Lynn Freeman talks to Dr Rapsey and Judy Mataia the Chief Executive of Granger Grove.
Dr Rapsey says the evidence is clear that children in foster care don’t stay in one family and tend to have poor outcomes on a wide range of issues.
“That impermanence in the system is quite damaging. It adds trauma to these young people who’ve already experienced a number of traumas. That made me wonder what we could do to improve outcomes for these children.
“One of those options was strengthening and empowering the family to maintain good care of their children. Mothers and children often want to stay together but the factors around care and protection need to be addressed.”
Dr Rapsey says Granger Grove and other facilities provided options for parents while intensively addressing care and protection issues for mothers and their child or children.
She says mothers in the Granger Grove programme told her the service was a long one, but they came to realise the changes they needed to make in their lives.
“Their experiences with services were not necessarily positive, but over time at Granger Grove they talked about developing trusting relationships with the staff. And the staff there described it as being like a family - the strength of the relationships the women developed with each other and the staff enabled them to relax and to show a degree of vulnerability that allowed them to examine the changes that they needed to make and the changes they wanted to make.

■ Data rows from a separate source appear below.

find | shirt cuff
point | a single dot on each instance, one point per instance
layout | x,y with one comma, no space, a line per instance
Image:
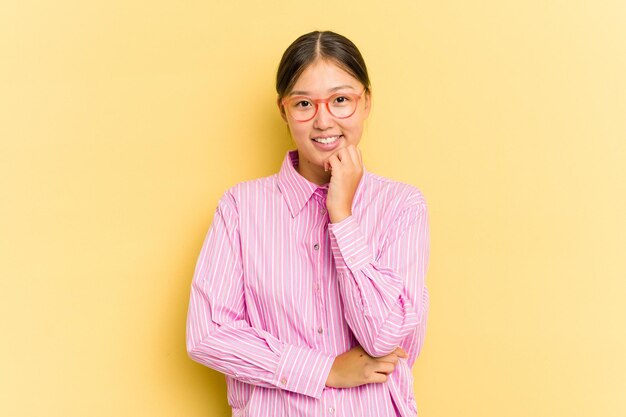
303,370
349,246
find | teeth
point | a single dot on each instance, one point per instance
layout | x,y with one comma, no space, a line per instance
326,140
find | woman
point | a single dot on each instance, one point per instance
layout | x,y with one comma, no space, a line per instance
309,290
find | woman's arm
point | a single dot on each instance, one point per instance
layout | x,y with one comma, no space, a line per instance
218,331
385,299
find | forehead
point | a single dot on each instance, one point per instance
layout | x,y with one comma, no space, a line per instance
323,77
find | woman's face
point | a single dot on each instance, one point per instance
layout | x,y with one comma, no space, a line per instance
321,80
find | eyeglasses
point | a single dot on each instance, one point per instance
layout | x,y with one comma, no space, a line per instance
340,105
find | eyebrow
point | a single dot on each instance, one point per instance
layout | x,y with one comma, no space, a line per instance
305,93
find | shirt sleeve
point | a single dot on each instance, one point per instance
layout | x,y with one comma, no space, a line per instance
385,297
219,335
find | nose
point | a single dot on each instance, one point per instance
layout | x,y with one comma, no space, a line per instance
323,119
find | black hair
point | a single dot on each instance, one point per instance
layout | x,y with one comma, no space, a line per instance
316,45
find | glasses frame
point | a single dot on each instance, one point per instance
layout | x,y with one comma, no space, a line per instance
326,101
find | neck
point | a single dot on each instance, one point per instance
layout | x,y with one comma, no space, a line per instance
311,172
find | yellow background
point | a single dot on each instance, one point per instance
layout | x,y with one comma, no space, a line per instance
123,121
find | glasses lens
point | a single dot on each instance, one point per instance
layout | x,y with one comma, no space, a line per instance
342,105
301,108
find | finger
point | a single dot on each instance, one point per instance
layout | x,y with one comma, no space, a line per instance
342,154
401,352
333,162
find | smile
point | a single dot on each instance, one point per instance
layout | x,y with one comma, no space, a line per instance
327,140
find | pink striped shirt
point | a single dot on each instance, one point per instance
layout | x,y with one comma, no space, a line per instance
278,292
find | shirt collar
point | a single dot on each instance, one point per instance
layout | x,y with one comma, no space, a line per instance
298,190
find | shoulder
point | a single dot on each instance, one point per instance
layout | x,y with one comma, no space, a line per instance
249,190
395,193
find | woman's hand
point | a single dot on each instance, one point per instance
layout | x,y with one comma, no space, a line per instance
346,167
355,367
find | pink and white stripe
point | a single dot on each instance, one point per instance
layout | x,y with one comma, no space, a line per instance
278,292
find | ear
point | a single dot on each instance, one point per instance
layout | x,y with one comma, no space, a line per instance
368,102
281,109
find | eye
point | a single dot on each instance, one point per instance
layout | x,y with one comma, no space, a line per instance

Judy explains that the women at Granger Grove are largely referred through Oranga Tamariki and part of the referral order is that they have an infant. She says there are almost always custodial orders on the children and the Family Court is heavily involved along with Oranga Tamariki.
“There’s a number of professionals involved by the time they even think about a Granger Grove referral. And [Dr Rapsey’s] right, lots of things have happened in their journey to that point.”
Judy says mothers stay at Granger Grove for up to twelve months and sometimes much longer. One mother was there for almost three years.
“They work through a really intensive programme about their own journeys and their own trauma but they do it together with their child. In some cases they might have two, three, four children and they all live on sight.”
She says they’ve had so major success stories that include mothers getting their children back who have been in foster care.
Dr Rapsey says that while a service like Granger Grove might be expensive in the short term, but compared with a child going through the foster care system and an increased risk of dangerous or criminal behaviour it’ll save the country money in the long term.